On the subject of time, Jewish medieval philosophers were divided into two broad camps: Those who subscribed basically to the Aristotelian concept of time, and those who favored a concept that goes back ultimately to Plotinus. Included among the former are Isaac Israeli, Saadiah Gaon, Abraham ibn Daud, Maimonides, and Levi b. Gershom, and among the latter are Ḥasdai Crescas and Joseph Albo. Maimonides may be taken as representative of the first group and Crescas of the second.
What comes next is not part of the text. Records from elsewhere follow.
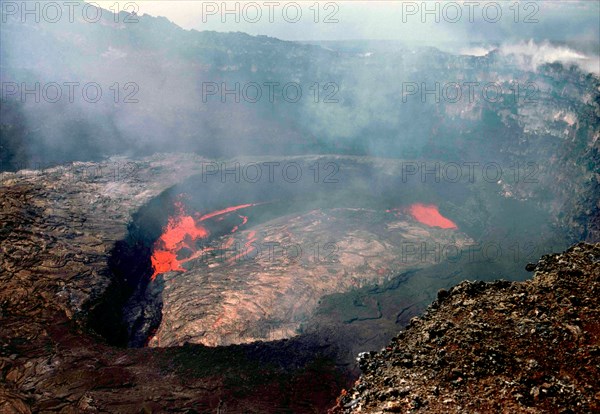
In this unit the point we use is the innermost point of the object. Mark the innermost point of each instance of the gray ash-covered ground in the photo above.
(527, 347)
(65, 238)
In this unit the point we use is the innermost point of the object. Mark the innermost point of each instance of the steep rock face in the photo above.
(490, 347)
(58, 228)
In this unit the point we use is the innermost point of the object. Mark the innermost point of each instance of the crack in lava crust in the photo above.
(264, 283)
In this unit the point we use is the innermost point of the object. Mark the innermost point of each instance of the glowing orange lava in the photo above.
(181, 232)
(430, 215)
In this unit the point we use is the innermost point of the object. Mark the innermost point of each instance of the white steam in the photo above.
(531, 55)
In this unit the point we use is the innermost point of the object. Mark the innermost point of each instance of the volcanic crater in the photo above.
(218, 260)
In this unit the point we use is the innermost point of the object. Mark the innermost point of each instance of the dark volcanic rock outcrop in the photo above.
(529, 346)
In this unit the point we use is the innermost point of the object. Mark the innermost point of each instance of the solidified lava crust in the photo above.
(530, 347)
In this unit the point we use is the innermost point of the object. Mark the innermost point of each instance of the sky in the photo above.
(447, 21)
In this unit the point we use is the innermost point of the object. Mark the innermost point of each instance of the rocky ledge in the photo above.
(529, 347)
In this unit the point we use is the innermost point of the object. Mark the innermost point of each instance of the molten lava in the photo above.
(181, 232)
(430, 215)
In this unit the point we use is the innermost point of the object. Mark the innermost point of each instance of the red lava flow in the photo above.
(182, 231)
(429, 214)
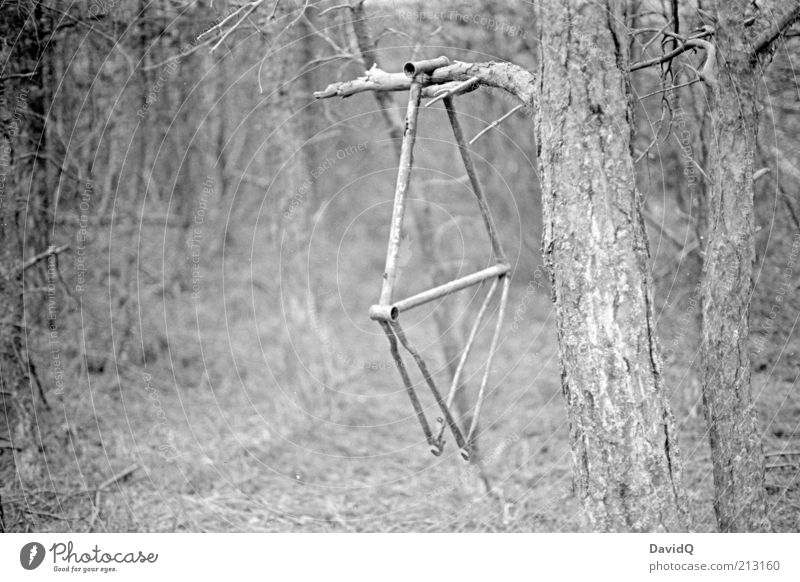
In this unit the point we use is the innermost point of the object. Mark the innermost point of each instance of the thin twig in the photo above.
(465, 354)
(496, 123)
(458, 88)
(332, 8)
(51, 250)
(462, 444)
(118, 477)
(492, 350)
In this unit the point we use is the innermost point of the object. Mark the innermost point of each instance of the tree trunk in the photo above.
(625, 455)
(736, 450)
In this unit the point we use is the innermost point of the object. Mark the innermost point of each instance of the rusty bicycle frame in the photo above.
(387, 311)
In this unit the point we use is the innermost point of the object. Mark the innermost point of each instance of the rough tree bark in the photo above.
(449, 339)
(743, 49)
(625, 455)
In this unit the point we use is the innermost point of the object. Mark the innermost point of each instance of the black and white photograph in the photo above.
(396, 266)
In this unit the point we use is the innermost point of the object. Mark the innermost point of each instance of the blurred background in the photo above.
(202, 349)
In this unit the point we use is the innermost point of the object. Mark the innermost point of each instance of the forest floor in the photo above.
(219, 444)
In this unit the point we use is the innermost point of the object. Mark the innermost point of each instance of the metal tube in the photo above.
(465, 354)
(398, 331)
(451, 287)
(400, 193)
(473, 178)
(435, 446)
(412, 69)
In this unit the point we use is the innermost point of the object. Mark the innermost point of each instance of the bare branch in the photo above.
(692, 43)
(507, 76)
(764, 42)
(51, 251)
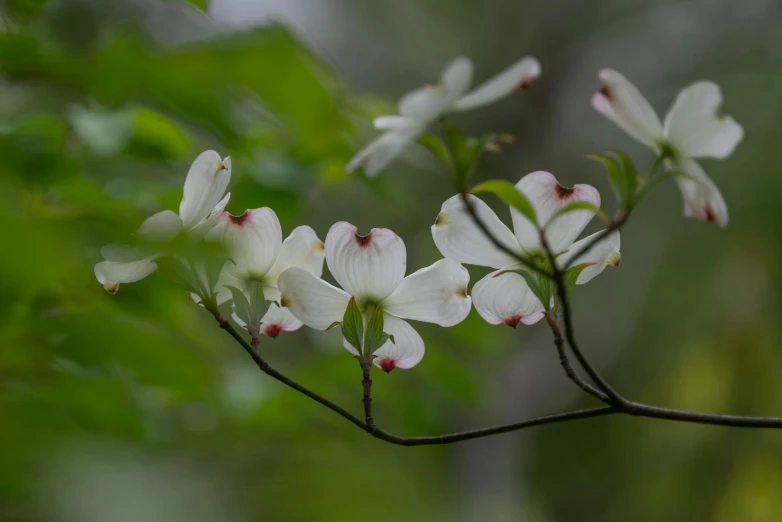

Maimonides, whose discussion of time appears in his Guide of the Perplexed (notably, 1:73), accepts the definition of time laid down by Aristotle as "the number of motion according to 'before' and 'after'" (Physics 4:11, 219b). Time, therefore, is neither an independent substance nor identical with motion, although it is totally dependent upon the latter and constitutes an accident of motion, which is itself an accident of body or corporeal substances. Time, consequently, possesses only a quasi-reality. Not only is it an accident of an accident, but it is composed of a past that is gone, a future that does not yet exist, and a present that serves only as a limit between the two. Accordingly, Maimonides rejects the concept of time proposed by the Mutakallimun (see *Kalām) who, basing their thought generally on the atomism of Democritus, maintained that time is composed of time-atoms or instants, which are real entities.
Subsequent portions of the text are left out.